"Flame-flower, Day-torch, Mauna Loa,
I saw a daring bee, today, pause, & soar,
Into your flaming heart."
from "Lines to a Nasturtium"
by Anne Spencer
Spurred nasturtium flowers are edible in salads or as garnish alongside or atop just about any dishes or on sandwiches in lieu of lettuce. The blooms have a watercress-like flavor & are rich in Iron & Vitamin C.
'Alaska' dwarf single nasturtiums are self-seeding annuals, bushing to a foot high & wide per plant, rather than with runners, quite a bit smaller than for the species.
This heirloom variety has variegated leaves, so is very attractive even before it flowers, its lilypad-like round leaves marbled or streaked with creamy white.
In regions with warm winters they are tender perennials. They are largely a no-maintenance ultra-easy flower that just needs its pea-seeds popped a quarter inch into the ground, six inches apart, then forget about 'em.
To be sure of a good crop a second year, the seedpods when ripened on the vines can be broken open to save the peas, & plant them in spring two weeks before last frost; or in autumn in frost-free climates, for winter bloom.
On Puget Sound, spring-planted peas flower in June & continue throughout summer & into early autumn (we've had the random bloom appear as late as November). The are variously colored dark blood-red, yellow, pale yellow, red-orange, & yellow-orange (or gold).

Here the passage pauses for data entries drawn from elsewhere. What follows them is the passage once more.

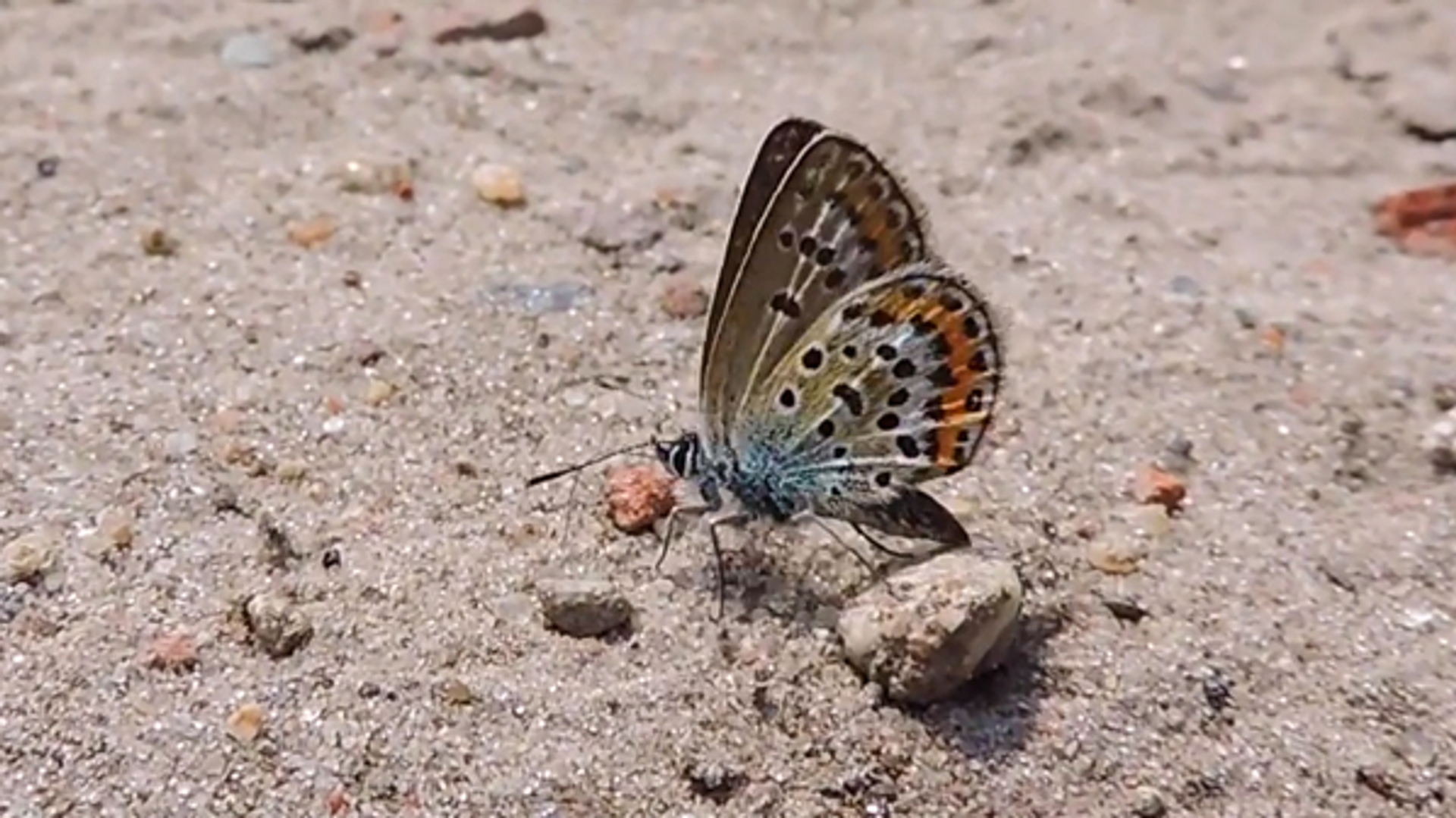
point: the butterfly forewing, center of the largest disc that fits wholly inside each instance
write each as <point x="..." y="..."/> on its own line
<point x="777" y="155"/>
<point x="836" y="220"/>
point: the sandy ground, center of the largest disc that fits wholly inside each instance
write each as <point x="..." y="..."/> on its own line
<point x="1169" y="201"/>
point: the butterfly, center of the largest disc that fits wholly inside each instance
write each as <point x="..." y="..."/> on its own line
<point x="845" y="363"/>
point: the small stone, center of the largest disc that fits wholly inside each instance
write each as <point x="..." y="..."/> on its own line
<point x="174" y="653"/>
<point x="1147" y="802"/>
<point x="498" y="185"/>
<point x="248" y="52"/>
<point x="638" y="497"/>
<point x="522" y="25"/>
<point x="1185" y="286"/>
<point x="1117" y="553"/>
<point x="379" y="392"/>
<point x="1126" y="610"/>
<point x="117" y="527"/>
<point x="156" y="242"/>
<point x="277" y="625"/>
<point x="180" y="446"/>
<point x="312" y="232"/>
<point x="612" y="227"/>
<point x="714" y="781"/>
<point x="456" y="693"/>
<point x="1155" y="487"/>
<point x="338" y="801"/>
<point x="246" y="722"/>
<point x="929" y="629"/>
<point x="359" y="177"/>
<point x="1439" y="444"/>
<point x="329" y="39"/>
<point x="383" y="33"/>
<point x="582" y="607"/>
<point x="683" y="297"/>
<point x="538" y="299"/>
<point x="1420" y="99"/>
<point x="291" y="471"/>
<point x="30" y="556"/>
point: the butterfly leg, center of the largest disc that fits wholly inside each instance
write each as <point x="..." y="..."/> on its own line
<point x="670" y="526"/>
<point x="718" y="553"/>
<point x="880" y="546"/>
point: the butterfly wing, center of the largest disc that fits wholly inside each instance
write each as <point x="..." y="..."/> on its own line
<point x="892" y="386"/>
<point x="833" y="220"/>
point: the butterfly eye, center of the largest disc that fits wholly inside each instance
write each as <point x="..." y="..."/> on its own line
<point x="788" y="400"/>
<point x="908" y="446"/>
<point x="854" y="400"/>
<point x="813" y="359"/>
<point x="783" y="303"/>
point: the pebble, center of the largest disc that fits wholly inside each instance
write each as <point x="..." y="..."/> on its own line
<point x="158" y="242"/>
<point x="1420" y="99"/>
<point x="613" y="227"/>
<point x="1155" y="487"/>
<point x="715" y="781"/>
<point x="1147" y="802"/>
<point x="329" y="39"/>
<point x="277" y="625"/>
<point x="291" y="471"/>
<point x="683" y="297"/>
<point x="929" y="629"/>
<point x="456" y="693"/>
<point x="248" y="50"/>
<point x="172" y="653"/>
<point x="638" y="497"/>
<point x="1439" y="444"/>
<point x="457" y="28"/>
<point x="30" y="556"/>
<point x="582" y="607"/>
<point x="12" y="601"/>
<point x="246" y="722"/>
<point x="117" y="527"/>
<point x="498" y="183"/>
<point x="379" y="392"/>
<point x="180" y="446"/>
<point x="369" y="178"/>
<point x="312" y="232"/>
<point x="383" y="33"/>
<point x="538" y="299"/>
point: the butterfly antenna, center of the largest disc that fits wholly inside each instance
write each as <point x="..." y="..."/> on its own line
<point x="576" y="468"/>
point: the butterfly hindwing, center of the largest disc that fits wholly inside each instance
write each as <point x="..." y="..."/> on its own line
<point x="836" y="220"/>
<point x="892" y="386"/>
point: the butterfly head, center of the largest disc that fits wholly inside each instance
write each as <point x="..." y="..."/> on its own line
<point x="682" y="456"/>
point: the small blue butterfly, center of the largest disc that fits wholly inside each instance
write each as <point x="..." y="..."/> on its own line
<point x="845" y="363"/>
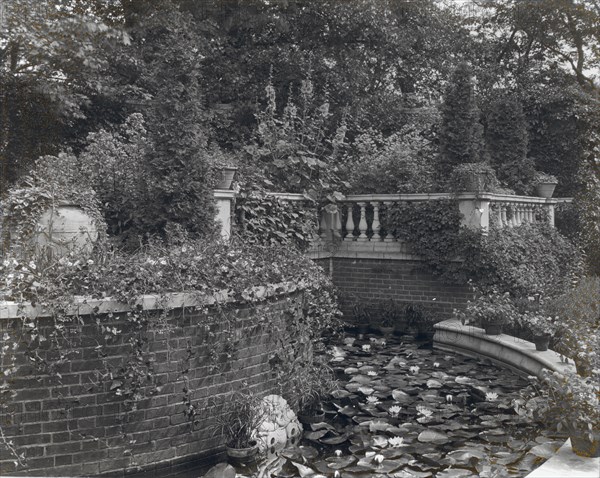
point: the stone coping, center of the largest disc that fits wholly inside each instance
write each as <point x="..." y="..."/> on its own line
<point x="521" y="356"/>
<point x="506" y="350"/>
<point x="171" y="300"/>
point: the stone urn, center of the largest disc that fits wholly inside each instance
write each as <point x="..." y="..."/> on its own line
<point x="545" y="190"/>
<point x="65" y="228"/>
<point x="227" y="176"/>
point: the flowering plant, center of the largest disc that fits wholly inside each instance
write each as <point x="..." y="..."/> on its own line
<point x="490" y="307"/>
<point x="540" y="177"/>
<point x="540" y="324"/>
<point x="569" y="400"/>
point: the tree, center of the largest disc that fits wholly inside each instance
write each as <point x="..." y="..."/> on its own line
<point x="50" y="55"/>
<point x="507" y="143"/>
<point x="533" y="33"/>
<point x="461" y="135"/>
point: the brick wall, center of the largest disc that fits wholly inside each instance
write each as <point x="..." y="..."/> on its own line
<point x="373" y="281"/>
<point x="73" y="423"/>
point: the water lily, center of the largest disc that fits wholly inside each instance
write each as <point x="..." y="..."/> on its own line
<point x="372" y="400"/>
<point x="426" y="412"/>
<point x="396" y="442"/>
<point x="366" y="390"/>
<point x="491" y="396"/>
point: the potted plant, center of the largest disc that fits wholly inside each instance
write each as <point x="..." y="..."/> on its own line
<point x="474" y="177"/>
<point x="573" y="403"/>
<point x="491" y="310"/>
<point x="542" y="327"/>
<point x="241" y="415"/>
<point x="227" y="177"/>
<point x="314" y="387"/>
<point x="544" y="184"/>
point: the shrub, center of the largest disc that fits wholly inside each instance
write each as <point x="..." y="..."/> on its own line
<point x="53" y="180"/>
<point x="267" y="220"/>
<point x="489" y="306"/>
<point x="507" y="141"/>
<point x="433" y="231"/>
<point x="579" y="334"/>
<point x="461" y="134"/>
<point x="474" y="177"/>
<point x="526" y="260"/>
<point x="400" y="163"/>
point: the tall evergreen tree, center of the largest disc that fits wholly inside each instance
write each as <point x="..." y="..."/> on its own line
<point x="507" y="141"/>
<point x="461" y="134"/>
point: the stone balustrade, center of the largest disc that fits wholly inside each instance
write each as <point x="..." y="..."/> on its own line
<point x="358" y="217"/>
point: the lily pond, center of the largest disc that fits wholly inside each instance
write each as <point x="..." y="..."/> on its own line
<point x="407" y="410"/>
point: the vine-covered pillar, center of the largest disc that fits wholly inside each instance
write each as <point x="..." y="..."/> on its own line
<point x="475" y="213"/>
<point x="225" y="200"/>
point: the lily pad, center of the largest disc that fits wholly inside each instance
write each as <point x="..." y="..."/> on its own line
<point x="432" y="436"/>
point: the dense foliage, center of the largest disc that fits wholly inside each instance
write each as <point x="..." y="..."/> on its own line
<point x="461" y="132"/>
<point x="507" y="143"/>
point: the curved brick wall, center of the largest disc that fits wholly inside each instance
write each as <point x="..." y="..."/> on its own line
<point x="77" y="426"/>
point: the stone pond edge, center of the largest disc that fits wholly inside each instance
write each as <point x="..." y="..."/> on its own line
<point x="522" y="357"/>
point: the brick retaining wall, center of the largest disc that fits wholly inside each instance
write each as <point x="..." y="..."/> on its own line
<point x="75" y="425"/>
<point x="373" y="281"/>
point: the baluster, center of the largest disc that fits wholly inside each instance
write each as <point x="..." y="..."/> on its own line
<point x="551" y="214"/>
<point x="530" y="214"/>
<point x="511" y="221"/>
<point x="337" y="222"/>
<point x="323" y="224"/>
<point x="389" y="233"/>
<point x="362" y="225"/>
<point x="498" y="210"/>
<point x="350" y="223"/>
<point x="503" y="221"/>
<point x="376" y="224"/>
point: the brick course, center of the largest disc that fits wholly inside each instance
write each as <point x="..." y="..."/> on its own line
<point x="75" y="425"/>
<point x="373" y="281"/>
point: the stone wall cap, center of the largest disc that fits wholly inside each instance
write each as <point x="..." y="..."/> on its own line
<point x="172" y="300"/>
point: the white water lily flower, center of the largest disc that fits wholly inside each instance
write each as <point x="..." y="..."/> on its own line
<point x="396" y="442"/>
<point x="372" y="400"/>
<point x="491" y="396"/>
<point x="366" y="390"/>
<point x="426" y="412"/>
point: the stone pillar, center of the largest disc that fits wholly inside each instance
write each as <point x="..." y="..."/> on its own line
<point x="225" y="199"/>
<point x="476" y="213"/>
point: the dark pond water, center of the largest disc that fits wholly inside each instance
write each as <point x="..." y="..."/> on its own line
<point x="406" y="410"/>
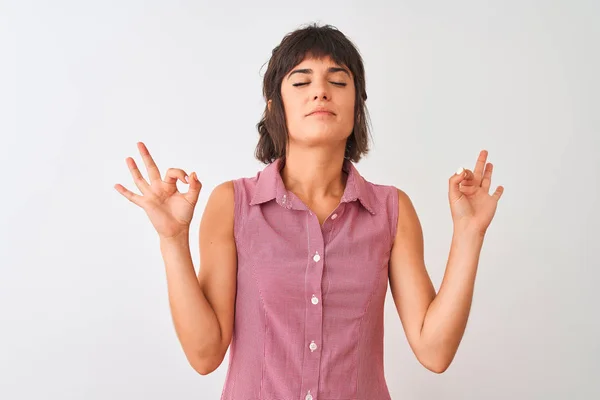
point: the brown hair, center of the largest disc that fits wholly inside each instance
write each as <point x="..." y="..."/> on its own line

Nasturtium blooms best in full sun, but is still fairly floriferous in partial shade. Shade increases the likelihood of attracting powdery mildew, though, so I wouldn't recommend it unless in a region where humidity is naturally extremely low; otherwise full sun will just all-round be more rewarding with nasturtiums.
They are not fussy about soil, but rich soil will cause increased foliage production which can hide the bright little flowers. For the same reason nasturtium should not be fertilized with anything containing nitrogen, as it does not increase flower strength to feed this plant. A mild phosphorus fertilizer wouldn't hurt, but is very far from necessary.
The genus name Tropacolum means "Trophy." This name was conferred by the Swedish botanist Carl Linnaeus (1707-1778), who saw nasturtiums growing on a post, & was reminded of the tradition of war victors hanging their weapons in trees. To Linnaeus the leaves looked like shields, & the flowers looked like helmets.
Bees & hummingbirds like the bright flowers, but alas so also do black aphids. There is a belief that to grow nasturtiums outside the garden attracts all the aphids away from the main flowers, though just as likely they'd provide a breeding ground for aphids.
Sometimes toward year's end the only thing one can do is pull out the nasturtiums & get rid of them, as the aphids will just be so thick, & getting insecticidal soapy sprays up underneath those low round leaves is just about impossible.